Não, embora pareça, não se trata do Brasil. O clique feito pelo fotógrafo Johnny Miller, por meio de um drone, revela um dos traços mais dramáticos da África do Sul pós-apartheid: a desigualdade.Miller chama seu projeto de “Unequal Scenes” (“Cenas Desiguais”). O conjunto do trabalho exibe imagens de desigualdades também em Baltimore, Mumbai, Cidade do México, Nairóbi e outras.
Mas voltemos à África do Sul. À esquerda na foto está Primrose, bairro rico de Johanesburgo.
À direita, Makause, um dos tantos guetos de pobreza símbolos do regime de segregação racial que ensanguentou a nação por mais de quatro décadas. Unidos na mesma imagem, os dois locais são um microcosmos do país onde os 10% mais ricos sugam quase 70% da renda nacional. A título de comparação, no Brasil essa apropriação é superior a 50%.
O apartheid terminou em 1994, mas, passados 25 anos, seus reflexos seguem vivos: a média salarial para trabalhadores brancos é três vezes maior do que para negros, e o desemprego atinge 27% da população. A economia cresce pouco. Em 2018, o Produto Interno Bruto (PIB) aumentou 0,8% – o Brasil cresceu 1,1%.
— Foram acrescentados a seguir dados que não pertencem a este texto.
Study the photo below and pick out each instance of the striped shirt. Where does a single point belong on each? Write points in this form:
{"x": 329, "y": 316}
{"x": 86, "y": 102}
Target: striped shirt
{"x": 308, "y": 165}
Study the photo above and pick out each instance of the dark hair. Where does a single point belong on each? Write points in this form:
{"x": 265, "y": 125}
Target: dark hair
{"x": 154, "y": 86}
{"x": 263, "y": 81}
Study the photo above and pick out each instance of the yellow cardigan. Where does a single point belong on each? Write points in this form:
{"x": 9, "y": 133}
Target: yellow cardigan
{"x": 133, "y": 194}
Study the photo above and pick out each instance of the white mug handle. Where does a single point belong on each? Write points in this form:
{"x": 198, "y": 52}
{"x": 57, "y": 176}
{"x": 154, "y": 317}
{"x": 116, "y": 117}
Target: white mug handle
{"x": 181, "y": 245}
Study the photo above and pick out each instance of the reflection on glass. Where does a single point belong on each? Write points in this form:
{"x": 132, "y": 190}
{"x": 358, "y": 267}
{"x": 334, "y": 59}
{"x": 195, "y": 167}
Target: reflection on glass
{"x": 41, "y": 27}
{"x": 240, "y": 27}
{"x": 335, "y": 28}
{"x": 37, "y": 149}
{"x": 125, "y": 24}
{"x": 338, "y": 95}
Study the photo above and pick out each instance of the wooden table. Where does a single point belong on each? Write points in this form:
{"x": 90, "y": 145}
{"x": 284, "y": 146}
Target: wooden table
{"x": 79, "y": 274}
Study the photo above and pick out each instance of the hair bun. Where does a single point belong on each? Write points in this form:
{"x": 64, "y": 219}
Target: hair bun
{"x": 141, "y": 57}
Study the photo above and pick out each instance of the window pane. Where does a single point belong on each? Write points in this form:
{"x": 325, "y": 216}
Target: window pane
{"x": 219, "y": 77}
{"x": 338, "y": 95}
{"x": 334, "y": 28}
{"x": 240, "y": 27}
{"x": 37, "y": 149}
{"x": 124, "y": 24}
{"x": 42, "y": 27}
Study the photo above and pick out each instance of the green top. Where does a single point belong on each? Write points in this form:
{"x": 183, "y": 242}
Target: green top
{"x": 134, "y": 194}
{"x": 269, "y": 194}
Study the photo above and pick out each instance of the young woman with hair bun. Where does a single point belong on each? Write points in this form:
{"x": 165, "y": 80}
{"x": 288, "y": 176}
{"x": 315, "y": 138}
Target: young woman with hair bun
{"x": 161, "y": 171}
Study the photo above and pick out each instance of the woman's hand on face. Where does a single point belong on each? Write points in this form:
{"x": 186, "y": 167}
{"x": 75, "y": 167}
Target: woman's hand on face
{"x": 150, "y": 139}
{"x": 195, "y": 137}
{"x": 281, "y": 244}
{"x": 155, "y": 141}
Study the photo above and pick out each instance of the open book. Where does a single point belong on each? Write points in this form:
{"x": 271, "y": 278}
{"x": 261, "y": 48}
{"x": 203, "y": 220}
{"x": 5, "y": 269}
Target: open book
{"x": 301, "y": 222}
Todas as mazelas sul-africanas podem ser colocadas na conta do apartheid? Em parte. As dificuldades econômicas e sociais sul-africanas são também resultados do esquema implantado por Jacob Zuma e sua família, que saqueou o país. Aliás, até nisso há comparações com o Brasil. Enquanto por aqui a Operação Lava-Jato investiga laços do ex-presidente Luiz Inácio Lula da Silva com empreiteiras, do outro lado do Atlântico, a procuradoria-geral pôs Zuma contra a parede até a renúncia, no ano passado.
Em comum: contratos suspeitos, aproximações com as maiores companhias de infraestrutura do país, favorecimento de familiares e uma mansão em Dubai, versão sul-africana do caso do triplex.
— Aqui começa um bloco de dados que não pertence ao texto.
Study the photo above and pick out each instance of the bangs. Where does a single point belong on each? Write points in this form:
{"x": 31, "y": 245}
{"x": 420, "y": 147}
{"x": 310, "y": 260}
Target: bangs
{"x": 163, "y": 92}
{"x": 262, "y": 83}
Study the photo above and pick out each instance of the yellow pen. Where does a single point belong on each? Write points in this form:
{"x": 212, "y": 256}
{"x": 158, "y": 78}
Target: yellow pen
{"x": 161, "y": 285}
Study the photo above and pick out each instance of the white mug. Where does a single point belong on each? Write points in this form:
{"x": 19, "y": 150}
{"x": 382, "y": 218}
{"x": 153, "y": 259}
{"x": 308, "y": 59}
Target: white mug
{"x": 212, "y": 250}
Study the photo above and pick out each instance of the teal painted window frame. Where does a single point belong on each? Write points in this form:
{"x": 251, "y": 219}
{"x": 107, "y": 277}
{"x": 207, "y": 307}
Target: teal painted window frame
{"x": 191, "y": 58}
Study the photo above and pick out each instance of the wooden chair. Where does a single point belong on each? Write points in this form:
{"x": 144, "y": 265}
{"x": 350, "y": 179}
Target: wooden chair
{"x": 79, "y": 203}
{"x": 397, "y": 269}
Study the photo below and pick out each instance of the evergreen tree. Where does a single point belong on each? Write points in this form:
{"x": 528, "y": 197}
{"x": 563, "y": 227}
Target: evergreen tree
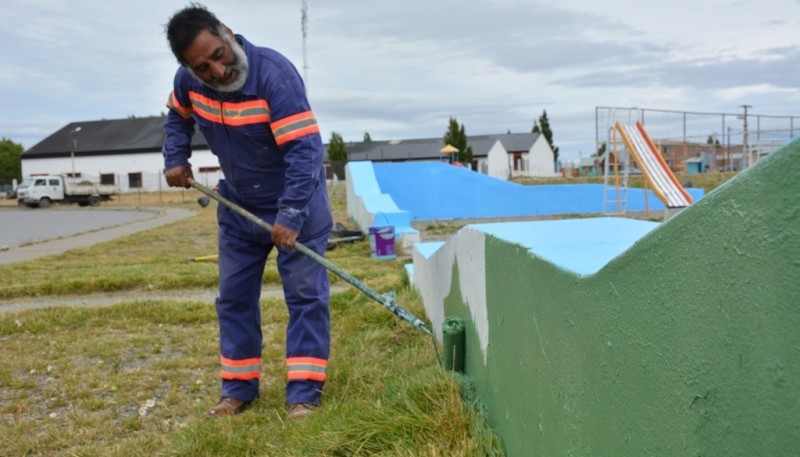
{"x": 10, "y": 161}
{"x": 457, "y": 137}
{"x": 543, "y": 127}
{"x": 337, "y": 154}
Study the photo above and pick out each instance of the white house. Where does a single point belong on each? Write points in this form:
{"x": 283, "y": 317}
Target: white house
{"x": 123, "y": 152}
{"x": 127, "y": 153}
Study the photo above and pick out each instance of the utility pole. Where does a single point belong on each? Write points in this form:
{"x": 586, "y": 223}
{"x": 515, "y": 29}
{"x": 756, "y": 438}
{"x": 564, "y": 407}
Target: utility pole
{"x": 73, "y": 144}
{"x": 745, "y": 142}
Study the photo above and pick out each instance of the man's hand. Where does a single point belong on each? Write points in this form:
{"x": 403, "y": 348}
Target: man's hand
{"x": 179, "y": 177}
{"x": 283, "y": 237}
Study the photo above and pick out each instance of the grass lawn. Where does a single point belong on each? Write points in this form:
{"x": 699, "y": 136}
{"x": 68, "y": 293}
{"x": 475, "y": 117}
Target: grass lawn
{"x": 135, "y": 378}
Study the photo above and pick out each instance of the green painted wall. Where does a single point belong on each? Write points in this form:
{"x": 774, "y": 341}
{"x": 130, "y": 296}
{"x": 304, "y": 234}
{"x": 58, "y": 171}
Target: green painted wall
{"x": 688, "y": 344}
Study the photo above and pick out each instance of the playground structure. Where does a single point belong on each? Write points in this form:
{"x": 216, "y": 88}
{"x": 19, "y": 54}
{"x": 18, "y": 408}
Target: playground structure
{"x": 714, "y": 141}
{"x": 658, "y": 176}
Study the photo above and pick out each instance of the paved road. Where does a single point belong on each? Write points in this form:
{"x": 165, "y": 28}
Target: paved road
{"x": 27, "y": 234}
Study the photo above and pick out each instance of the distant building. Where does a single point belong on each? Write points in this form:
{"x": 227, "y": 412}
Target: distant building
{"x": 127, "y": 153}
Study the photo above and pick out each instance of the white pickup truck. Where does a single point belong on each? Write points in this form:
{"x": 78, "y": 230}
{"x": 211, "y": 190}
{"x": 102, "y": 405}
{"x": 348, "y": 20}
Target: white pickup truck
{"x": 41, "y": 191}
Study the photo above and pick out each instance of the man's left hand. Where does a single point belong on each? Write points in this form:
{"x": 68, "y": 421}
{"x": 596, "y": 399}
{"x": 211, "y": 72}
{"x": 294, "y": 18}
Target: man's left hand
{"x": 283, "y": 237}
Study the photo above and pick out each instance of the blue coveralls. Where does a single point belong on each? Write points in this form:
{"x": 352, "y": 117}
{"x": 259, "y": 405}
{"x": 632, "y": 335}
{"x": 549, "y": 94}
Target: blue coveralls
{"x": 269, "y": 147}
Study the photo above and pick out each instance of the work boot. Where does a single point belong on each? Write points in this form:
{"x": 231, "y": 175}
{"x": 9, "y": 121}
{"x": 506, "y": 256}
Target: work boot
{"x": 227, "y": 406}
{"x": 300, "y": 410}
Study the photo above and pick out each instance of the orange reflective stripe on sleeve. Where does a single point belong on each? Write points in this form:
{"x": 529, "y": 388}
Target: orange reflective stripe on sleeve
{"x": 245, "y": 113}
{"x": 293, "y": 127}
{"x": 240, "y": 369}
{"x": 306, "y": 368}
{"x": 206, "y": 108}
{"x": 175, "y": 105}
{"x": 230, "y": 113}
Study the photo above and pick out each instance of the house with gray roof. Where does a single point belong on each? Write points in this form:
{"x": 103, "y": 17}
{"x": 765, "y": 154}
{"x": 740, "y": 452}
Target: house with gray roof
{"x": 127, "y": 153}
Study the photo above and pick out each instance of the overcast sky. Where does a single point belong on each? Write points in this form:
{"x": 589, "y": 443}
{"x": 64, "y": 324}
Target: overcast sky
{"x": 400, "y": 69}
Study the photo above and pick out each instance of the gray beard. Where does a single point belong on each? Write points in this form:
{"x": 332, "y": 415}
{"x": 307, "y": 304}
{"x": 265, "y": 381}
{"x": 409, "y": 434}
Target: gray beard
{"x": 240, "y": 66}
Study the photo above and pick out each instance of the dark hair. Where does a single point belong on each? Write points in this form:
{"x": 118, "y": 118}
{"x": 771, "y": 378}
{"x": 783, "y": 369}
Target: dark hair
{"x": 186, "y": 24}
Ironicamente, Zuma era do mesmo partido de Nelson Mandela, o histórico Congresso Nacional Africano (CNA), responsável pela luta contra o apartheid. Nas eleições de três anos atrás, o partido obteve o pior resultado de sua história (54%) e perdeu o controle de cidades como Johanesburgo e Pretória. Até meses atrás, havia quem acreditasse que, depois da era Zuma e seus asseclas, o CNA nunca mais conseguiria recuperar a confiança da população.
Enganou-se quem apostou no fim do partido. Salvo um acidente de percurso, Cyril Ramaphosa deve ser eleito presidente nas eleições desta quarta-feira (8). Vice de Zuma, ele assumiu o poder com a queda do primeiro.
É visto como uma nova chance para a legenda em particular e para toda a África do Sul. O político tem dito ser o homem da mudança (pesa contra ele, o desgaste de uma legenda que está há 25 anos no poder) e que irá pôr fim à corrupção.
A seu favor, exibe o legado de Nelson Mandela – durante muito tempo, foi considerado seu sucessor. A dúvida é o que fará com o peso dessa herança. Zuma, companheiro de Mandela na prisão de Robben Island por 10 anos, por exemplo, tentou afundá-la.